Benne hat die Schule erfolgreich hinter sich gebracht und geht also jetzt studieren, Webdesign und Japanisch an der renommierten Syracuse University, an der auch der amerikanische Präsident Joe Biden studiert hat. Eine Universität, die ein Vermögen an Gebühren kostet – die Benne aber dank seines Sport-Stipendiums besuchen kann. Nicht ohne die entsprechenden Leistungen natürlich, denn so nett die Amerikaner ihre Sportler auch fördern, sie erwarten auch etwas dafür, „nämlich dass er trainiert und läuft und gewinnt“, sagt Ingrid Berger. Vorher aber hat er mal eben noch den Deutschen Meister mit nach Hause genommen. Denn als er hörte, dass während des geplanten Urlaubs in Eutin auch die Deutschen Meisterschaften U20 in Rostock stattfinden, dachte er sich: Da lauf ich doch mit. Denn Benne hat natürlich die beiden Staatsangehörigkeiten seiner Eltern und darf folglich auch in Deutschland an Wettkämpfen teilnehmen – wenn er in einem deutschen Verein Mitglied ist. „Am liebsten wäre ihm ein Eutiner Verein gewesen“, sagt Ingrid Berger, „aber es gibt keinen mit einer solchen Leichtathlethik-Sparte, die er dafür gebraucht hätte.“ Sein Vater erinnerte sich dann an einen deutschen Trainer, mit dem er während seiner Zeit in Deutschland trainiert hatte und der heute die Läufer des TSV St. Peter-Ording trainiert. Torsten Westphal freute sich über den Anruf aus Amerika und fragte nach den Zeiten des jungen Mannes. „Da hat er sich noch ein bisschen mehr gefreut und gesagt, dass er sehr gern Mitglied des TSV St. Peter-Ording werden und für den Verein in Rostock starten kann“, lacht Ingrid Berger. Und das hat Benne dann auch gemacht – wahrscheinlich zum Verdruss seiner Konkurrenten, denn die 3.200 Meter ist er mal eben in 8:15.14 Minuten gelaufen und mit Abstand Erster geworden – der nächste Läufer kam mit 8:17.87 ins Ziel, in dieser Disziplin eine Ewigkeit später. „Wir waren alle dabei und haben ihn bejubelt“, strahlt Ingrid Berger – und der TSV St. Peter-Ording hat noch nie so fix einen Deutschen Meister in seinen Reihen. Benne könnte nun bei den Europameisterschaften starten, müsste dann aber auf Wettkämpfe in den USA verzichten – weil da aber sein Leben ist, hat er sich nach einigem Überlegen für die USA entschieden.

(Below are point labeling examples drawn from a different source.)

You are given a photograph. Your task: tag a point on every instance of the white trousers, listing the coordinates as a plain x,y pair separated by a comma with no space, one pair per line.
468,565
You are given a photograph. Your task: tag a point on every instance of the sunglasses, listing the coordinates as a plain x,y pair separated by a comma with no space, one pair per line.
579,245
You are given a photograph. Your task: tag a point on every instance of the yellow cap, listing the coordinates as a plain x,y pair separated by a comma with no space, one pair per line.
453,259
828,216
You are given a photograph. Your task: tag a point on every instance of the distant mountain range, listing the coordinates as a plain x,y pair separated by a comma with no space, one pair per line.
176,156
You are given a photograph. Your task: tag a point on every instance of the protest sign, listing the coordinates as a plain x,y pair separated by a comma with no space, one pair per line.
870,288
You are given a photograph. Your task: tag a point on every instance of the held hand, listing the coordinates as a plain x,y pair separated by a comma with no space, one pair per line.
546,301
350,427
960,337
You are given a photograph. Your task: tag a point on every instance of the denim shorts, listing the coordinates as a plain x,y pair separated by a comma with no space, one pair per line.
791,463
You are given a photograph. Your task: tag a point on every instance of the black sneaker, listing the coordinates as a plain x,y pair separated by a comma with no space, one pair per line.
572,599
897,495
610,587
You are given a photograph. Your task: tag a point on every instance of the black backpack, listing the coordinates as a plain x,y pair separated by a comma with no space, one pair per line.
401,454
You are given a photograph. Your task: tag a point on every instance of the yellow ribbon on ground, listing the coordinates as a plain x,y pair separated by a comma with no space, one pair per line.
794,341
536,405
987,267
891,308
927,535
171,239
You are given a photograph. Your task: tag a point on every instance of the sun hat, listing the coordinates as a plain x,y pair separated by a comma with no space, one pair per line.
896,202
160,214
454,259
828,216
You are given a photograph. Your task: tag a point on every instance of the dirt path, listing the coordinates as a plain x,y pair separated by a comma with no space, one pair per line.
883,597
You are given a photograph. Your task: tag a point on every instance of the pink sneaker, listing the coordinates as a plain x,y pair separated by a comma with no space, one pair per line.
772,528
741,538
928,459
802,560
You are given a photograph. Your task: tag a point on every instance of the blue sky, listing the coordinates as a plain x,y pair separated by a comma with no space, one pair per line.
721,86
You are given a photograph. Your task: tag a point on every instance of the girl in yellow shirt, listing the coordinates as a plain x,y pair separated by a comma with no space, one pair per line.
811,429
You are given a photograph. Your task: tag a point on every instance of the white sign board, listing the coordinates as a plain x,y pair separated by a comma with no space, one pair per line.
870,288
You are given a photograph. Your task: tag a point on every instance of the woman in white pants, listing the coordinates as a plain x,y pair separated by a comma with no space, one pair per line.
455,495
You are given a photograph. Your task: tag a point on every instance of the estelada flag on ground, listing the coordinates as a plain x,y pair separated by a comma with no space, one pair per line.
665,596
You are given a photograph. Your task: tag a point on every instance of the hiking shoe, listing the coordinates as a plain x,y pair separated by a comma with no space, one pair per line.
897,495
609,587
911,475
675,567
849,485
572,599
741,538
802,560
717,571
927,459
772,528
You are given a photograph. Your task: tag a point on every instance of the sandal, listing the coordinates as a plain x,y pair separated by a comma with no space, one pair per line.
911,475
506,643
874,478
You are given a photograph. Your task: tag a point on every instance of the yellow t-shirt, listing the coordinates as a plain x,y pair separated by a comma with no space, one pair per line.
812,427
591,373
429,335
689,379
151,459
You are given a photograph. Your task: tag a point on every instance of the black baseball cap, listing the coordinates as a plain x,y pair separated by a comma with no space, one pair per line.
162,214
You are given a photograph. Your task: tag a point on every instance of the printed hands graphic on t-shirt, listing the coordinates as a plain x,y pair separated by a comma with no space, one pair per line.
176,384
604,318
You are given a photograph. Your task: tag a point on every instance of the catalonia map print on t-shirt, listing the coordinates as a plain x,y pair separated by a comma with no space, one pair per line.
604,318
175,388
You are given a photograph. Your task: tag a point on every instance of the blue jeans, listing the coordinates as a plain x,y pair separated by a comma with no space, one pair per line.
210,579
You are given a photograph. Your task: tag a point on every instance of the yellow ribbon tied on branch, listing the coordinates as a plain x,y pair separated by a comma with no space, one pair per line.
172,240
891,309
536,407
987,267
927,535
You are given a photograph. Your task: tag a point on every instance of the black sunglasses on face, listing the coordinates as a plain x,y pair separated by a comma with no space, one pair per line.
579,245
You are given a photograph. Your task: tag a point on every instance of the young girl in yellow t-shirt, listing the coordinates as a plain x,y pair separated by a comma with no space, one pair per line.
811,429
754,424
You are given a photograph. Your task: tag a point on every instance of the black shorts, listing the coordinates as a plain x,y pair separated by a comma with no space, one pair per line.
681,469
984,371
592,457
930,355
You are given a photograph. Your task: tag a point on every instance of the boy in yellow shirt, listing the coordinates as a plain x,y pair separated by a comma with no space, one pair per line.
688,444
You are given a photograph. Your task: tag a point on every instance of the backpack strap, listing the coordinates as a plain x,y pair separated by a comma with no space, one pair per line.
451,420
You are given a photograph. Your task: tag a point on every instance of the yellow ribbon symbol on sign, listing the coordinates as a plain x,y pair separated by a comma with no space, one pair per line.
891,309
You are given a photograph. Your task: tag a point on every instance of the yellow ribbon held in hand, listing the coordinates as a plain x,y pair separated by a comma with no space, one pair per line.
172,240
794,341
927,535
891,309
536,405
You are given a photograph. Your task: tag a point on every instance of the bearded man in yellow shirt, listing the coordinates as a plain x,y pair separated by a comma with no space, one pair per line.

„Gnomi“ freut sich über den Erfolg ihres Enkels, ist aber nicht nur deswegen stolz auf den Lütten, denn Benne sei viel mehr als nur Läufer. „Zum Beispiel ist er auch der einzige amerikanische Pfadfinder, der als Übersetzer zugelassen ist“, schmunzelt sie, „außerdem spielt er Fußball, macht Schiedsrichter, interessiert sich für Sprachen, ist empathisch und wirklich niedlich. Und das sage ich nicht nur, weil ich seine Oma bin.“ Was eine Städtepartnerschaft alles bewirken kann…sogar einen Deutschen Meister im 3.200 Meter-Lauf. Herzlichen Glückwunsch und weiter ganz viel Erfolg!